When the school year began in Venezuela, many desks sat empty in classrooms across the country. With a severe economic crisis — which includes triple-digit inflation — some families have had to choose between books and bread.
CGTN’s Juan Carlos Lamas reports.
As the bell rings, the first day of school begins and children file into classrooms across Venezuela. The government provides a free public education for each child, but their families are responsible for providing textbooks, uniforms, backpacks, and other supplies.
For many, that’s not possible.
First grader Arturo Torres is ready with last year’s backpack and secondhand textbooks.

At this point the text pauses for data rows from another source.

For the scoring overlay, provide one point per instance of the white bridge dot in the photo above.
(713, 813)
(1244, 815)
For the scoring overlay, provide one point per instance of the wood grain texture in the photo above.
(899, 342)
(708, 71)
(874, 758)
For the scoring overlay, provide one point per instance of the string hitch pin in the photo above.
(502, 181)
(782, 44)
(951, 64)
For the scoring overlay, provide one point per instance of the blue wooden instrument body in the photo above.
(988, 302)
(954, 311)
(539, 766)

A neighbor made his uniform, but he’s staying home from school this week because he still needs pencils, notebooks, and school shoes.
“Our priority is food,” Arturo’s mother Norimar said. “The money we obtain from our work is to buy food, and not other expenses like school supplies. We don’t have the money to buy most of them.”

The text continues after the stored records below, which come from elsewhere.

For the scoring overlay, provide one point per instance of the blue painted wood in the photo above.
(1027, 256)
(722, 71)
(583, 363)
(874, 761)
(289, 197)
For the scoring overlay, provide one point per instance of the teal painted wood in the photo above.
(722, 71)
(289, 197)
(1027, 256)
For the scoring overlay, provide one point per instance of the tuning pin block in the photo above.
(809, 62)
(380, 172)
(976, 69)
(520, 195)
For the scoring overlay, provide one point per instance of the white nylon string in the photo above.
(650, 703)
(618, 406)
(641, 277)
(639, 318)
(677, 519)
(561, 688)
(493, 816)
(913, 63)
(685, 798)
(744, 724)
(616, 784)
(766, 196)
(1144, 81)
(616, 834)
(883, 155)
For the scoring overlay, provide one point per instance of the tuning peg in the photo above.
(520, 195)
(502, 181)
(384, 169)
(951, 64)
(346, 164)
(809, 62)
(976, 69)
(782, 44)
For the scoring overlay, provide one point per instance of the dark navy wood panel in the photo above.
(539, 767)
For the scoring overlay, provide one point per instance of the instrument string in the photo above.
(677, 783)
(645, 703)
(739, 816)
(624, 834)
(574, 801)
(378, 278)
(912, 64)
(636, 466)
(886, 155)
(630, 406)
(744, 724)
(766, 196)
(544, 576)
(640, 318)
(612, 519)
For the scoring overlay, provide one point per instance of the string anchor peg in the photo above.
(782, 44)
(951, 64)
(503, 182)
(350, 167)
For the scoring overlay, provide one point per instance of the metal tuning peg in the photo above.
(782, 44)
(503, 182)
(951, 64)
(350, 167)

Norimar and her husband Leandro said they’ve been saving up for over a year, and they hope to send Arturo to class next week wearing a new pair of shoes.

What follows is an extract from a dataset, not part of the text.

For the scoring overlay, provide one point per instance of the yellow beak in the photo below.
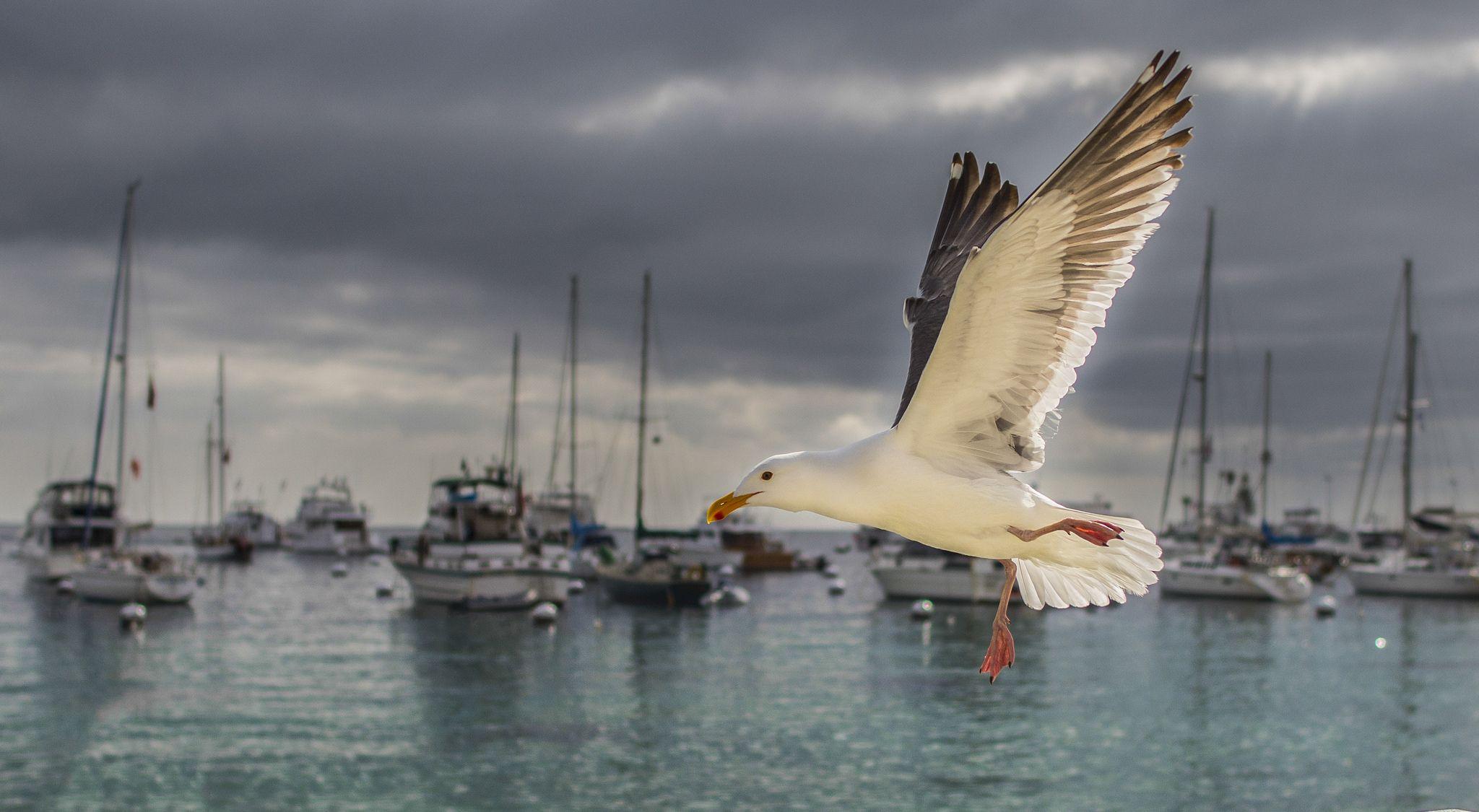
(727, 505)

The stark choice between books and bread means many Venezuelan parents keep their children home from school so they can help find food or work to boost the family’s income.
The president of Caracas-based organization CECODAP estimates nearly 200,000 children missed the first week of class, and many are not enrolled at all.
“In Venezuela, there are more than one million students who are out of the school system, and there is a growing tendency to migrate from school to the streets due to social issues, food shortages and violence in schools,” said CECODAP President Oscar Misle.
Venezuela’s president, however, said he’s proud of the country’s education system.
“4,700,000 children and young people are enrolled in school for the new year,” President Nicolas Maduro said. “Unlike many countries in Latin America, we have guaranteed an investment in public education.”
The government has provided millions of uniforms, backpacks, and other supplies for students from indigenous rural communities with high levels of poverty. And children at thousands of schools will be able to take advantage of snack programs, making sure they have at least one meal a day. But many say that’s not enough.